If PiMass-to-charge ratio add m not to be PjMass-to-charge ratio or Pi、PjUseful signal cannot be can be regarded as, or the i judged is differed
In n, then+1 peak of jth being judged, if j-th of peak is not more than n, continuing to judge, if j-th of peak is greater than n, converting i is i+1, j
For i+1, P is further judgediMass-to-charge ratio add whether m is PjMass-to-charge ratio;
If Pi、PjUseful signal, but P can be can be regarded asjAppearance time in the spectrogram that the ECD testing result of shunting obtains not
In the presence of the P with same appearance timexPeak or Pj、PxUseful signal can not be can be regarded as, then i is judged, if i is not last
A peak then carries out Pj+1Multilevel iudge.

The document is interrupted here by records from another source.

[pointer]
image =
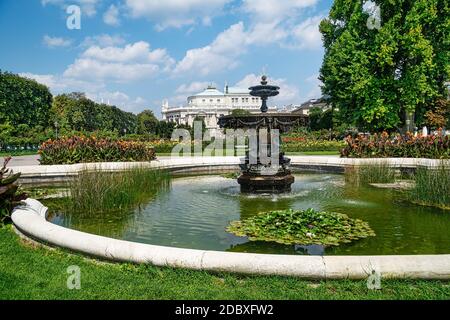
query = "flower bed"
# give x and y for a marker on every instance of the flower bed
(408, 146)
(300, 144)
(80, 149)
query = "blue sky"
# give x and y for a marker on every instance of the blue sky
(135, 53)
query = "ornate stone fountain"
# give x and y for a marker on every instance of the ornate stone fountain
(264, 168)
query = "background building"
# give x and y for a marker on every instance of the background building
(211, 104)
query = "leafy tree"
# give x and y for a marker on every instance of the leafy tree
(439, 117)
(23, 101)
(375, 76)
(75, 112)
(319, 119)
(147, 122)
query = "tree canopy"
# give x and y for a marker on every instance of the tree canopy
(23, 101)
(74, 111)
(375, 76)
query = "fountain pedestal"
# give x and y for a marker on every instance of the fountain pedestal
(260, 173)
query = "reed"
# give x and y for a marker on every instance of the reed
(432, 187)
(375, 172)
(98, 191)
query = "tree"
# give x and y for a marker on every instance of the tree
(375, 76)
(76, 112)
(439, 117)
(23, 101)
(147, 122)
(319, 119)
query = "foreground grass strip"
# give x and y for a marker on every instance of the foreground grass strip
(28, 272)
(302, 227)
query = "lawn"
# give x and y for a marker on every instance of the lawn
(30, 272)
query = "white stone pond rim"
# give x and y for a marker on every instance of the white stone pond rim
(30, 220)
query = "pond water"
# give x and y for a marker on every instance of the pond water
(193, 212)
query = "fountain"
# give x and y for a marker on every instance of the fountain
(264, 169)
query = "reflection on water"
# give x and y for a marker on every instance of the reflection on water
(194, 212)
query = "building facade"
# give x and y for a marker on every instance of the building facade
(211, 104)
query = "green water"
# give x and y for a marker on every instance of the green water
(193, 212)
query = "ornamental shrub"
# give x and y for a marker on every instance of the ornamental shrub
(398, 146)
(78, 149)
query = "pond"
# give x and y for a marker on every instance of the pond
(194, 211)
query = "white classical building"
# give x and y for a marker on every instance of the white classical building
(211, 104)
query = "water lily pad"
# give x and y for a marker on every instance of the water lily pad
(304, 227)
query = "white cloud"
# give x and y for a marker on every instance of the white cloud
(288, 93)
(88, 7)
(175, 13)
(103, 40)
(275, 10)
(306, 35)
(59, 84)
(222, 53)
(54, 42)
(119, 99)
(111, 16)
(315, 84)
(121, 64)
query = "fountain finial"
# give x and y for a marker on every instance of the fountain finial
(264, 80)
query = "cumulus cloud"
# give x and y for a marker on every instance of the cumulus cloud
(121, 64)
(103, 40)
(111, 16)
(175, 13)
(54, 42)
(275, 10)
(306, 35)
(58, 84)
(119, 99)
(88, 7)
(222, 53)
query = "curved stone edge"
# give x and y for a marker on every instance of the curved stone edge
(30, 220)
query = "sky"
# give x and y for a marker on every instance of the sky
(136, 53)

Step 5: in conjunction with the organic chloride, organic bromide, nitro substituent filtered out in step 4, composing library with NIST
It is compared, Lai Jianding unknown materials component.
Example
Universal method: the solid phase of modified polystyrene-divinylbenzene filler solid-phase extraction column and active carbon filler extraction
Column is taken to connect.The solid-phase extraction column that non-loading is successively eluted with methylene chloride, acetone and methanol solvate, it is living with methanol and ultrapure water
Change solid-phase extraction column;After water sample extraction, the Solid Phase Extraction of organic matter has successively been adsorbed with methanol, acetone and dichloromethane eluent
Column;Nitrogen is carried out to the eluent after Solid Phase Extraction to blow, until being completely dried, is dissolved in the organic solvents such as n-hexane, methylene chloride.

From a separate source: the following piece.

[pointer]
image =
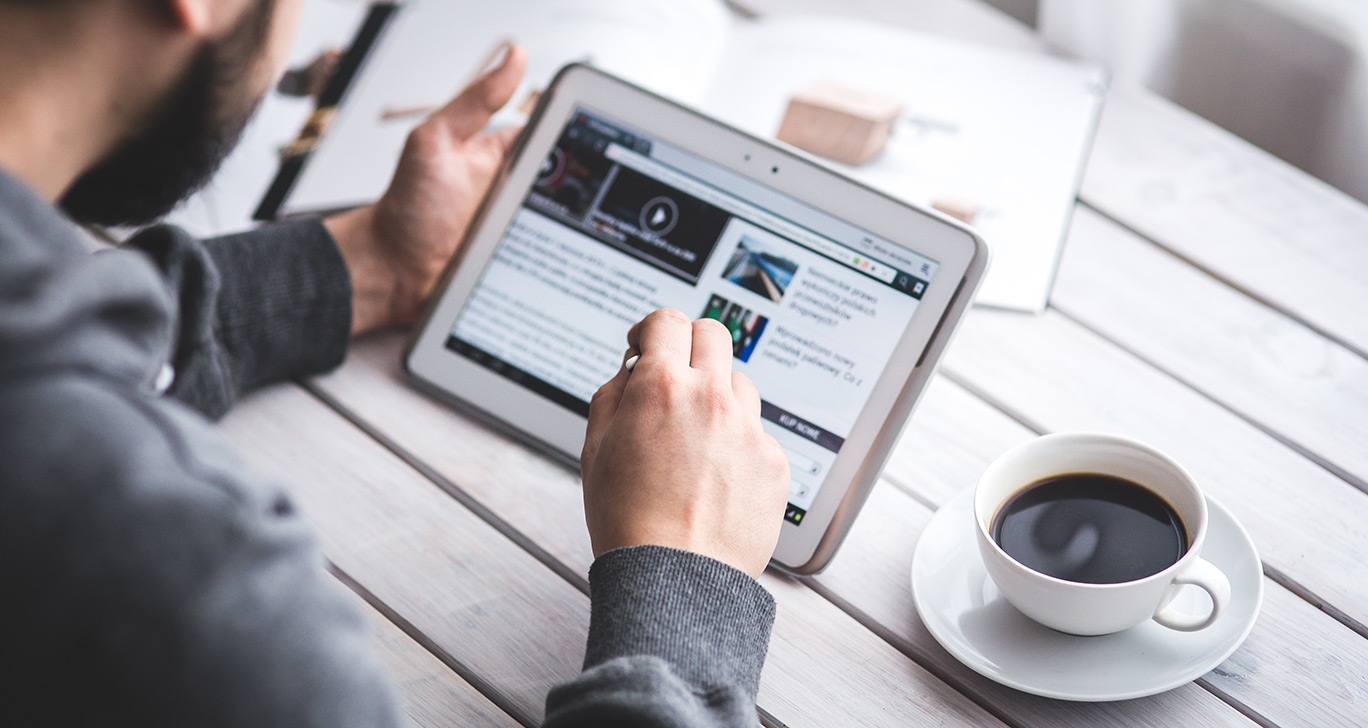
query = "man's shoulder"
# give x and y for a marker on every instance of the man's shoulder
(89, 461)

The preparation of sample and data acquisition are identical in example 1-3, and detailed process is as follows:
The preparation of solid-phase extraction column: taking volume is the solid-phase extraction column void column pipe of 6mL, and sieve plate is padded on column tube bottom.According to
It is secondary to use methylene chloride, acetone, each pair of solvent of three kinds of methanol filler Soxhlet extraction for 24 hours, by active carbon 400mg or modified polyphenyl second
Alkene-divinylbenzene filler 200mg is added in column tube, and is flattened with sieve plate.
Solid Phase Extraction, elution, nitrogen are blown: successively living with 1mL/min with 5mL methylene chloride, acetone, methanol and 10mL ultrapure water
Change extraction column.After water sample extraction, it will be separated containing active carbon and modified polystyrene-divinylbenzene filler solid-phase extraction column
And elute respectively, merge eluent.Glass centrifuge tube collects eluent, and nitrogen, which is blown to, to be completely dried.
Solid to be measured after drying is dissolved in a certain amount of organic solvent, two-dimensional gas chromatography-EI mass spectral analysis is carried out.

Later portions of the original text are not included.